Tous deux sont des figures d'autorité du bourg, mais incarnent des univers opposés. Homais représente le bourgeois voltairien, pseudo-éclairé, progressiste et glorifiant la science (quoique superficiel) ; Bournisien symbolise l'Église dogmatique, attachée à son confort et dépourvue de toute profondeur spirituelle. Ils se livrent continuellement à des joutes verbales acerbes, mais demeurent au fond tous deux aussi vaniteux que bornés.
À l'auberge du Lion d'or, l'apothicaire Homais et le curé se livrent à d'interminables polémiques, superficielles et acerbes, sur la nature du théâtre et de la morale.
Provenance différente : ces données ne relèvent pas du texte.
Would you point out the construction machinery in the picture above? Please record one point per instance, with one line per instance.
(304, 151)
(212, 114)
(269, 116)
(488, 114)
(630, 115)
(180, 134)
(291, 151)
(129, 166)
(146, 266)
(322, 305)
La mère de Charles est une femme économe, travailleuse, autoritaire et pieuse ; elle déteste les dépenses ostentatoires d'Emma, son abandon des tâches ménagères et sa passion pour les romans. Emma, quant à elle, méprise ses manières paysannes et bigotes. Charles se débat impuissant entre les deux. Finalement, alors que la belle-mère se retire en comprenant qu'elle ne pourra pas contrôler Emma, cette dernière nourrit le désir secret de se venger d'elle.
Lorsque Madame Bovary mère arrive à la maison et se mêle des dépenses d'Emma ainsi que de sa façon de traiter la servante, une dispute éclate entre elles, si violente qu'elle en fait pleurer Charles.
Emma est incapable d'éprouver un amour constant pour sa fille Berthe. Espérant avoir un fils pour s'affranchir de la condition féminine et prendre sa revanche en mettant au monde un garçon libre, la naissance d'une fille est pour elle une immense déception. Au gré de ses tourments affectifs, elle serre parfois l'enfant dans ses bras en de feintes démonstrations d'affection, ou bien la repousse avec colère lorsqu'elle s'approche, laissant paraître son dégoût.
Emma repousse violemment Berthe qui s'approchait d'elle avec affection en criant « Laisse-moi tranquille ! », la faisant tomber et lui égratignant la joue jusqu'au sang, avant de songer à quel point sa fille est laide.